For everything they lack in things to complain about, Zifir make up for it with a chaotic cornucopia of killer riffs aplenty. Largely ascribing to the teachings of black metal’s second wave, theirs is a black metal most fierce, fueled by dissonant rage and executed in precise bursts of lethal riffage. Rhythm and discernible melody take precedence, yet though Demoniac Ethics isn’t outright dissoblack it is likewise hardly melodic. The album follows the furious footsteps of Wiegedood or Woe, carefully constructing concise, caustic passages of sound and hurling them at the listener with all the delicate tenderness of a rabid wolverine. Whether it’s force feeding you the fast and furious fervor of “Chants for Execution” or else tearing out chunks of your sanity one riff at a time a la “Spirit of Goats”, this album hits hard, heavy and with wholehearted hate.

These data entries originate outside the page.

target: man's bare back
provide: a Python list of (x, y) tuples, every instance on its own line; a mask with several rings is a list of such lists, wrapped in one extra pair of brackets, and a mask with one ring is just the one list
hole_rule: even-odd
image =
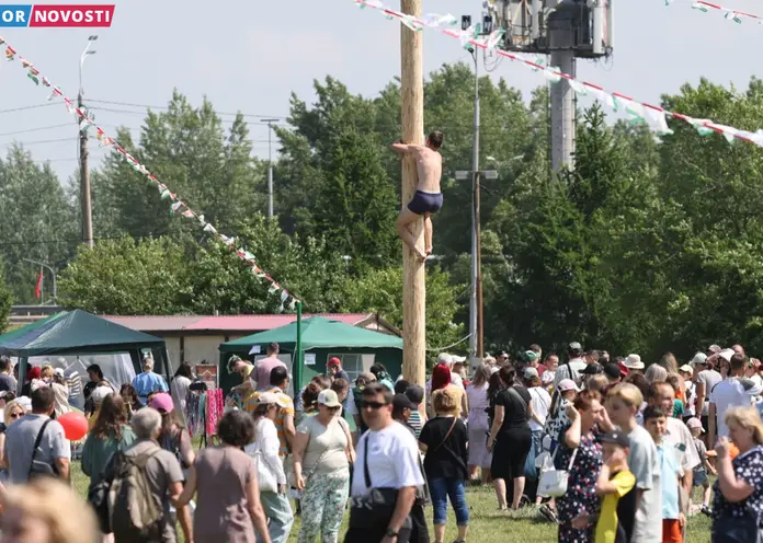
[(443, 157), (439, 151), (433, 151), (429, 147), (417, 147), (413, 151), (415, 158), (415, 169), (419, 174), (417, 190), (422, 193), (439, 194), (440, 180), (443, 175)]

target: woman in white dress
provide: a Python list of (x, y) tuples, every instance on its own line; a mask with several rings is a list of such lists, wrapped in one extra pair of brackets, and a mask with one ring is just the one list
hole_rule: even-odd
[(469, 429), (469, 478), (479, 481), (477, 470), (482, 472), (482, 484), (490, 481), (490, 463), (492, 454), (488, 452), (488, 431), (490, 423), (488, 420), (487, 408), (490, 405), (488, 400), (488, 384), (490, 381), (490, 366), (481, 363), (476, 370), (474, 379), (466, 388), (466, 395), (469, 402), (469, 416), (467, 428)]

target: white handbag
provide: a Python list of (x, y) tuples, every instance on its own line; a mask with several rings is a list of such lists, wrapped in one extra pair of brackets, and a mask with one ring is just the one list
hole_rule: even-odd
[(567, 482), (570, 477), (570, 470), (572, 469), (572, 463), (574, 462), (574, 457), (578, 454), (578, 449), (572, 451), (572, 457), (570, 458), (570, 463), (567, 470), (557, 470), (554, 466), (554, 459), (556, 453), (559, 452), (561, 443), (559, 443), (554, 451), (553, 457), (546, 457), (540, 467), (540, 477), (538, 478), (538, 489), (537, 494), (540, 496), (549, 498), (558, 498), (567, 493)]

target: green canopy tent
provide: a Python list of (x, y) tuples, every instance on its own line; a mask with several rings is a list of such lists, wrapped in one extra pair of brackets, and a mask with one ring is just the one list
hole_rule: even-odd
[[(19, 357), (19, 388), (31, 357), (127, 353), (136, 372), (141, 351), (151, 350), (169, 382), (170, 363), (164, 340), (82, 310), (62, 311), (0, 335), (0, 355)], [(160, 369), (158, 368), (160, 371)]]
[[(402, 363), (402, 339), (397, 336), (382, 334), (372, 330), (352, 326), (339, 321), (332, 321), (322, 316), (311, 316), (301, 321), (301, 351), (311, 351), (316, 355), (315, 365), (305, 367), (306, 373), (320, 373), (326, 369), (330, 349), (341, 349), (348, 354), (373, 354), (375, 359), (383, 362), (392, 371), (399, 370)], [(231, 355), (248, 356), (254, 346), (266, 346), (277, 343), (282, 350), (295, 353), (297, 349), (297, 322), (286, 324), (278, 328), (260, 332), (250, 336), (232, 339), (220, 345), (220, 376), (223, 381), (228, 376), (226, 363)], [(293, 371), (295, 376), (300, 371)], [(307, 379), (310, 379), (307, 377)], [(224, 389), (235, 384), (235, 378), (227, 379), (228, 383), (221, 383)], [(305, 379), (305, 376), (303, 376)], [(301, 383), (294, 383), (299, 390)]]

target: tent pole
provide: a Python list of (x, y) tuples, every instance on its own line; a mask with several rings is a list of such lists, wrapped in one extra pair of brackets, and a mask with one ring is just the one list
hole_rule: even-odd
[(294, 349), (294, 397), (301, 390), (301, 302), (297, 302), (297, 344)]
[(23, 357), (19, 360), (19, 383), (16, 384), (16, 394), (21, 396), (21, 389), (26, 382), (26, 369), (29, 368), (29, 359)]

And how! The delirious drumwork and demonic guitars at Zifir‘s disposal certainly do their duties towards darkening up Demoniac Ethics, but it’s the atmospheric one-two punch of the band’s vocalist and rhythm section that erases all light and life entirely from the album, rendering it pitch-black and utterly unforgiving. Vocalist and guitarist Onur Önok’s screams are most immediately comparable to the late Michiel Eikenaar (Dodecahedron), delivered in harsh vocal spasms of lunacy which are — paradoxically — just as clear and decipherable as they are garbled and unhinged. The wailing insanity of “Still Reigning” alone would be enough to make a lesser Muppet tremble, but its presence against the backdrop of tremolo-picked horror and despair allows both elements to stand out like unsettling silhouettes in the distance. When such moments occur, they often employ scales and a similar sense of stifling somberness as those utilized by Départe, and I absolutely lack the prosaic prowess necessary to describe just how powerful these passages trvly are.
I’m all kinds of surprised that my first black metal find of 2020 turned out to be this awesome, but I’m not complaining. Demoniac Ethics is every bit as dark and threatening as I fear the year and ensuing decade both promise to be, except these are tidings of war and destruction that I’m inclined to turn up rather than tune out. Zifir presents enough points of comparison as to fall short of wheel reinvention or otherwise changing the black metal game, but Demoniac Ethics is a fine album all the same, a trve testament to Istanbul’s burgeoning metal scene and the state of black metal in general. What the rest of the year may hold is still a mystery, but by the grace of Jørn it seems like things are off to a promising start here in the Hall, and at the end of the day that’s really all that matters.